Joan Higginbotham

  • STS- 116 (2006)

Joan Elizabeth Miller Higginbotham ( born August 3, 1964 as Joan Elizabeth Higginbotham in Chicago, Illinois, USA) is a former American astronaut.

Higginbotham grew up in Chicago, the third largest city in the United States. After primary and secondary school visit, she went in 1982 by the Chicago Whitney M. Young Magnet High School. She then studied at Southern Illinois University ( SIUC ) in Carbondale electrical engineering. During the summer months she worked at IBM, to earn some money. She had also to begin after university there. But when Higginbotham 1987 graduated, IBM introduced any new staff on a range of electronics. Instead, they suggested to her to work for the company in the field and to employ them as an engineer, as soon as a job would be free.

She was not very enthusiastic about it, but to their luck came it different: Regular visits by representatives of the U.S. space agency IBM Chicago to look technician for themselves. Ironically, this year no one came over from NASA. Instead, she received a call one day from a man. He said he was from NASA and they were looking for technicians for the Kennedy Space Center (KSC ) in Florida. They said yes and only occurred two weeks after their bachelor's exam their service at KSC on.

First Higginbotham worked in the Electrical and Telecommunications Systems Division of the KSC as an electrician for payloads. Six months later, her management of the experiment care for the orbiter Columbia was transferred. She was responsible then for all shuttle missions that all housed in the payload bay equipment was adequately supplied with electricity and did not cause short circuits. Your work ethic got around. And so one day approached the management of the KSC to Higginbotham, to ask her if she wanted to be the director for the operation of the space shuttles supportive to the side. This they responsible for the formation of a working group to analyze the processes at the orbiters. In the next step, her team developed a display for the visitor center of the KSC, which allowed a detailed graphical representation, in order to recognize what stage of completion, each shuttle is.

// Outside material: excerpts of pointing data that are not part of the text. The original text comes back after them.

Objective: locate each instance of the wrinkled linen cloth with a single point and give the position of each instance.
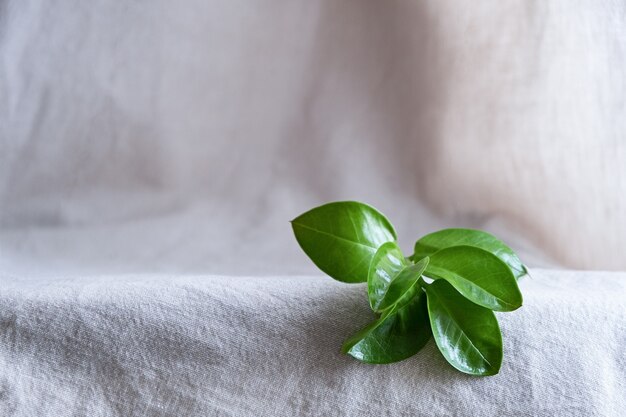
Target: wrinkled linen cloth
(159, 345)
(153, 152)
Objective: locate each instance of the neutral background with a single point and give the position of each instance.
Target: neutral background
(153, 152)
(227, 119)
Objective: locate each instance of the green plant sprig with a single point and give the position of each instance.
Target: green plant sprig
(449, 288)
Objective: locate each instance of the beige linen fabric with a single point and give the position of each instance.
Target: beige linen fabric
(508, 116)
(144, 141)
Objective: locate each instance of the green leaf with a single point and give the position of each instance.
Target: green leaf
(477, 274)
(446, 238)
(391, 278)
(467, 335)
(398, 334)
(342, 237)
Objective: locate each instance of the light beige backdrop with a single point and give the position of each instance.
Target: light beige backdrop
(196, 130)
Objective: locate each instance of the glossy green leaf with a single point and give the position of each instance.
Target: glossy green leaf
(467, 335)
(477, 274)
(391, 278)
(446, 238)
(398, 334)
(342, 237)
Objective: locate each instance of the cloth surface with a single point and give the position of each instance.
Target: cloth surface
(247, 346)
(152, 153)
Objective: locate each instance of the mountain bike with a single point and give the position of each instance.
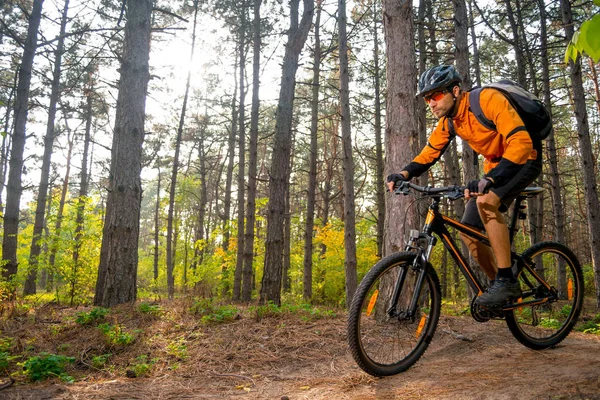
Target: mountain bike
(395, 310)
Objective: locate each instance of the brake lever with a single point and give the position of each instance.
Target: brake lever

Higginbotham then again began to study and received in 1992 from the Florida Institute of Technology (FIT) in Melbourne a master's in business management. She was then appointed as Deputy Project Engineer for the Atlantis. She helped to equip the orbiter as part of the Shuttle -Mir program with a process developed by Russia saver. So could (STS -71) dock with the Mir space station, the Atlantis was the first ferry in the summer of 1995.

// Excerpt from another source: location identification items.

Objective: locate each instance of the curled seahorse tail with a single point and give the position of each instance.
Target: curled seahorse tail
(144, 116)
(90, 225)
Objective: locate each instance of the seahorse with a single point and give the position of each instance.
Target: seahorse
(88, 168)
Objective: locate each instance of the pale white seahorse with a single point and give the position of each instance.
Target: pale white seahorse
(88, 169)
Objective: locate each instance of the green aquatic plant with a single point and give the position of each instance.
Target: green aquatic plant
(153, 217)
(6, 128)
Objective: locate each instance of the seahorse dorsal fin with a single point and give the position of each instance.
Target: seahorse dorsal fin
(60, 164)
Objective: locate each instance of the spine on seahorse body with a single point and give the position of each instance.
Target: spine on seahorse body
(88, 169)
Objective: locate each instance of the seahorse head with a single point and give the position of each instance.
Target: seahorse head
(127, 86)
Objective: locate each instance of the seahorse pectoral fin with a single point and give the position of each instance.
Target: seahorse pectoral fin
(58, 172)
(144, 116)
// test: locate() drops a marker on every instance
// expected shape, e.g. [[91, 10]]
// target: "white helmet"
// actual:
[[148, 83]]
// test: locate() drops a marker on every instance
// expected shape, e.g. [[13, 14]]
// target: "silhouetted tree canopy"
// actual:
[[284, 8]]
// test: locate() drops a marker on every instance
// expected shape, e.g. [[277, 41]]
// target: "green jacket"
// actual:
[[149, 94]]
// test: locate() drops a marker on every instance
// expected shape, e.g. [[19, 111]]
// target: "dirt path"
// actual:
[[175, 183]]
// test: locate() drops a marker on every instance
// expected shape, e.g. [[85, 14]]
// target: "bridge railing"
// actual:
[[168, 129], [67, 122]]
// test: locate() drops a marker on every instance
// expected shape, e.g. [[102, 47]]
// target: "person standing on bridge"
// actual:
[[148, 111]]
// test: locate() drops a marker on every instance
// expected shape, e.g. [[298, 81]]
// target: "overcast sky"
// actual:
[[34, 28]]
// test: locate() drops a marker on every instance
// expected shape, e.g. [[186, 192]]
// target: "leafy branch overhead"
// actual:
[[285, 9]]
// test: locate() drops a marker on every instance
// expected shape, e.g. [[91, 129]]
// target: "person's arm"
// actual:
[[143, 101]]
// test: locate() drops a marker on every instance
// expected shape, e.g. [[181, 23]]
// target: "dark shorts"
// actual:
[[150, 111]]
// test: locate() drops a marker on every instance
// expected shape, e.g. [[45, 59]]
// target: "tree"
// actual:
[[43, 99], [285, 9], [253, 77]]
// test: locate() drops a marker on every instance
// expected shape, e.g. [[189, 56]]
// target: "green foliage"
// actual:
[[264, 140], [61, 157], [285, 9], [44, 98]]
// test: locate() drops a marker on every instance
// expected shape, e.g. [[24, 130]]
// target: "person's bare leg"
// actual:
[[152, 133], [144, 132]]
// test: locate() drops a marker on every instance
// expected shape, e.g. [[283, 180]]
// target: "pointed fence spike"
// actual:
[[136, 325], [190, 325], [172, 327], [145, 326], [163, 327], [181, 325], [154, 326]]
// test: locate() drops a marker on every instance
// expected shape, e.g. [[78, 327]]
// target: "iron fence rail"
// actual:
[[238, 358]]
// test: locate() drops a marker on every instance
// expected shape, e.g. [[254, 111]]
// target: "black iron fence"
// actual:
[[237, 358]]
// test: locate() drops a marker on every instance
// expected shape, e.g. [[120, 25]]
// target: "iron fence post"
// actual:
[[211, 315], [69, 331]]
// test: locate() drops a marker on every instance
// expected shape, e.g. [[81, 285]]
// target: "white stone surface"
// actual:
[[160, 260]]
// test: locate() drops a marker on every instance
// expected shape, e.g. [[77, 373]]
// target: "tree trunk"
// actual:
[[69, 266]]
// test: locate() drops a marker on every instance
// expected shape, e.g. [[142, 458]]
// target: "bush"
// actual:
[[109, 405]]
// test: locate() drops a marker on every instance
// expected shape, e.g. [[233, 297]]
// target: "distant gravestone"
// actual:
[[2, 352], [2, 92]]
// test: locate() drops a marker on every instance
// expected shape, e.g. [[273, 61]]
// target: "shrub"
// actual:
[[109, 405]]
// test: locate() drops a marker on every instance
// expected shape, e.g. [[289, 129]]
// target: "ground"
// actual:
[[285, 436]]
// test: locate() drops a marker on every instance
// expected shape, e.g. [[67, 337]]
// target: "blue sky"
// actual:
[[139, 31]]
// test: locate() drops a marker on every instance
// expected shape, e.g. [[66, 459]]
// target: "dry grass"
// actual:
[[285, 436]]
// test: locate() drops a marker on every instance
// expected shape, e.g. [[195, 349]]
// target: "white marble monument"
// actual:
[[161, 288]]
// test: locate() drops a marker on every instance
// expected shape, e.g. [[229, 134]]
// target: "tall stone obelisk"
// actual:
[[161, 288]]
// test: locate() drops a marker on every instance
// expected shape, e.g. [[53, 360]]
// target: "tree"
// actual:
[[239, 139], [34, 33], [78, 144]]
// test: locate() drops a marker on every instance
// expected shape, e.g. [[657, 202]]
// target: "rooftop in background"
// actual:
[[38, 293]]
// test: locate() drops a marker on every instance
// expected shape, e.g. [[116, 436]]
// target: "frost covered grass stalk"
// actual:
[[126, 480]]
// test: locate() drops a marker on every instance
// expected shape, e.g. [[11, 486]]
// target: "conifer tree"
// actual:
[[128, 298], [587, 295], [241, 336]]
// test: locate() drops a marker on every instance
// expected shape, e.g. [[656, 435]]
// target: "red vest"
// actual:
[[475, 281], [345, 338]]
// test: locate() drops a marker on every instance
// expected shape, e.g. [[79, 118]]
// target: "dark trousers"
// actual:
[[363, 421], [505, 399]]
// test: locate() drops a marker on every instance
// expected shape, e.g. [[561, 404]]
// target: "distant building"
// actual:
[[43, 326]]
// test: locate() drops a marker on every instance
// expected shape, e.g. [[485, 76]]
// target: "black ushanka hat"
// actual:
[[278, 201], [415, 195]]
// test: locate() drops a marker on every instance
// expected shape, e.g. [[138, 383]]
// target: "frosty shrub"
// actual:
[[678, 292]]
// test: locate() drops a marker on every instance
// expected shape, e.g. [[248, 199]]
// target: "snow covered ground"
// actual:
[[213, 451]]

After two years Higginbotham was given the overall technical responsibility for the Columbia. As Chief Engineer they had to prepare the longest-serving orbiter of NASA's fleet on his missions. They ranged from arrival at the assembly hall ( Orbiter Processing Facility ) to the start, where they sat in the Control Panel. In addition, she has studied and completed in mid-1996 the FIT with a master's degree in space systems from.

Astronauts activity

Higginbotham had never intended to be an astronaut. One of her supervisor approached her and said that she had what it takes and should apply. In 1994, she submitted her documents. She was also shortlisted and was invited in June to Texas to Johnson Space Center (JSC ) to guide interviews and to be medically and psychologically tested. In the end it was not enough - it was rejected. She was shocked and felt their ego hit, she says, when she explains why she applied the same again the following year.

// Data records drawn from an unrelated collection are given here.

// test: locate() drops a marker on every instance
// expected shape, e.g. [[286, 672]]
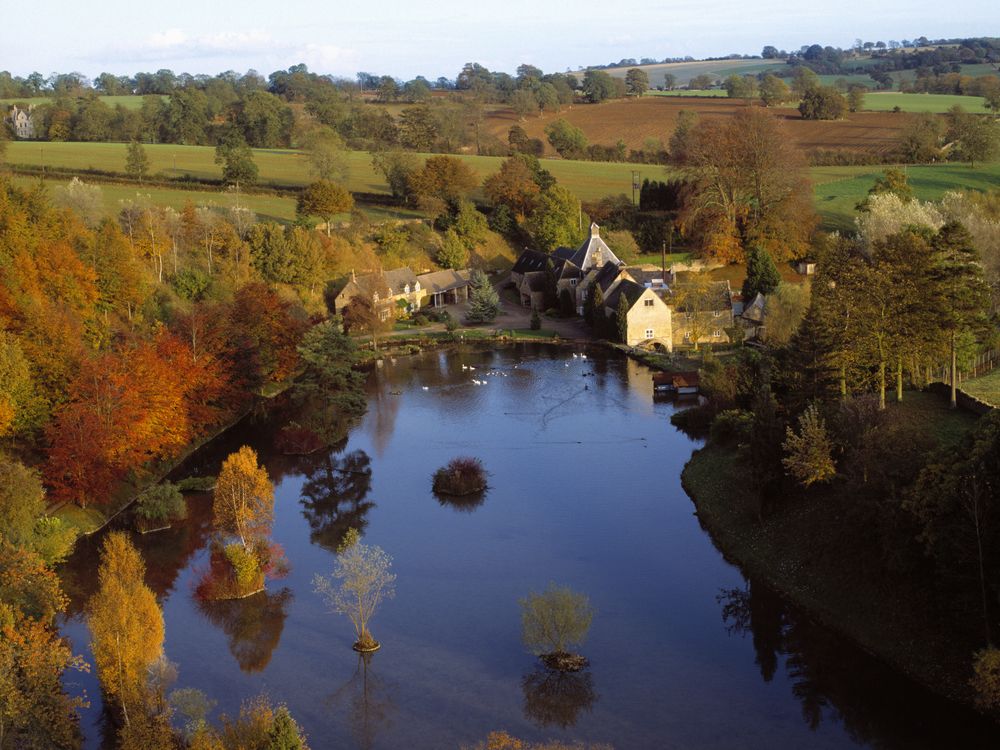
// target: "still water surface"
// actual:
[[584, 491]]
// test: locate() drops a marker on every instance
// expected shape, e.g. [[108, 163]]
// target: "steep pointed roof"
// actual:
[[594, 252], [630, 289]]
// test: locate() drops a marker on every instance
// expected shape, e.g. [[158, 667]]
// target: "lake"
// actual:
[[584, 491]]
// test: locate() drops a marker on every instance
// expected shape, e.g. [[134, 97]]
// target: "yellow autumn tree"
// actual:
[[244, 498], [126, 625], [244, 512]]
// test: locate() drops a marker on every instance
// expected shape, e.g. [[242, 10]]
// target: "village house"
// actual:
[[399, 287], [682, 308], [649, 318], [405, 291], [447, 287], [571, 268], [21, 121]]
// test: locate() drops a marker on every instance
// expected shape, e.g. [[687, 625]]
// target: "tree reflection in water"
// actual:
[[334, 496], [369, 702], [462, 503], [554, 698], [253, 625], [833, 679]]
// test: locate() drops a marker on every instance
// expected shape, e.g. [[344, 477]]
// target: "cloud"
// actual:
[[177, 44], [326, 58]]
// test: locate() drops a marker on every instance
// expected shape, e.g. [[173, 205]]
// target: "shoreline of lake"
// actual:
[[881, 620]]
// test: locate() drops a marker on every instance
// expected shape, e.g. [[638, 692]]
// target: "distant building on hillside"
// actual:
[[21, 121]]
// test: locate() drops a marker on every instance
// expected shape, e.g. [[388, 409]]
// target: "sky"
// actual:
[[406, 38]]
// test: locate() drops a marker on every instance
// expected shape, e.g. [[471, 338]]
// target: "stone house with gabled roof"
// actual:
[[22, 121], [571, 266], [702, 311], [394, 288], [650, 319], [593, 253]]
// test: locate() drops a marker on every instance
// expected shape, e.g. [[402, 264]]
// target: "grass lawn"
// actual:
[[127, 101], [986, 388], [267, 207], [712, 93], [886, 101], [837, 190], [289, 168]]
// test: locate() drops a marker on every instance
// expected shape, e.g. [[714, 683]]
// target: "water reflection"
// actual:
[[253, 625], [832, 681], [554, 698], [334, 496], [166, 552], [462, 503], [368, 699]]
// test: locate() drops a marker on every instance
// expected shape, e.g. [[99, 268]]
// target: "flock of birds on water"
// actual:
[[497, 373]]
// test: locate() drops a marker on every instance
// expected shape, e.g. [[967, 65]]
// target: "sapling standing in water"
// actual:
[[365, 580]]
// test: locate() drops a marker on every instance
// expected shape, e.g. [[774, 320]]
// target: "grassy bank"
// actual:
[[808, 554], [836, 190]]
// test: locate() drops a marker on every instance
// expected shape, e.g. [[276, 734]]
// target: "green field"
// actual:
[[685, 71], [837, 190], [885, 101], [288, 168], [129, 102]]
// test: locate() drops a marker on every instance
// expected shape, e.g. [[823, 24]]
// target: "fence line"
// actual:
[[982, 364]]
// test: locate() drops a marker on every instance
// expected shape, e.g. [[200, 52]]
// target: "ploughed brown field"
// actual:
[[635, 120]]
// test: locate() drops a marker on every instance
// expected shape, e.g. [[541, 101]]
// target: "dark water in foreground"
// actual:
[[585, 491]]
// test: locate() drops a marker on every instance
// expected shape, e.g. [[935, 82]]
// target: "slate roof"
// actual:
[[585, 256], [530, 260], [442, 281], [755, 310], [606, 276], [399, 278], [630, 289], [536, 281]]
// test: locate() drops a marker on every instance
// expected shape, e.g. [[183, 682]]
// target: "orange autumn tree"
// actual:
[[263, 337], [125, 409], [747, 186], [126, 627]]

Higginbotham came with the 16th astronaut group to NASA, the largest group in 1978 ( NASA astronaut group 8) was formed with a thickness of 35 candidates for the legendary " Thirty Five New Guys". Higginbotham was one of the total of 2,432 candidates who met the formal selection criteria. It emerged 123 finalists, 1996, the JSC in Houston visited between October 1995 and February for the week-long tests.

Mid- August 1996 began Higginbotham along with the 43 other candidates - 10 pilots, 25 mission specialists and 9 international candidates - the two-year basic training. She then served in the payload bay of the Astronaut Office and the so-called shuttle Avionics Integration Laboratory, where new computer programs and instruments are tested before they are integrated into the Shuttle. Then she came back as an astronaut to the Kennedy Space Center and supervised components for the International Space Station (ISS ) until they were brought into orbit by shuttle. Before she received her first nomination for a space flight, she was CapCom and then stood in front of the Systems Department Interfaces Section for the ISS.

Higginbotham was set up in August 2002 for their first mission as a mission specialist and trained on STS -117, conducted by Mark Polansky. Because of the Columbia disaster in early 2003 all further shuttle flights were suspended. Therefore, the planned for October 2003 using STS -117 has been moved. In February 2005, NASA made ​​a small change in the team and told Polansky and Higginbotham -flight STS- 116, which was conducted in December 2006.

Just a month after she was selected in October 2007 for the STS-126 mission, Higginbotham left end of November 2007, the NASA to accept a position in the economy.

Private

Higginbotham is divorced and childless.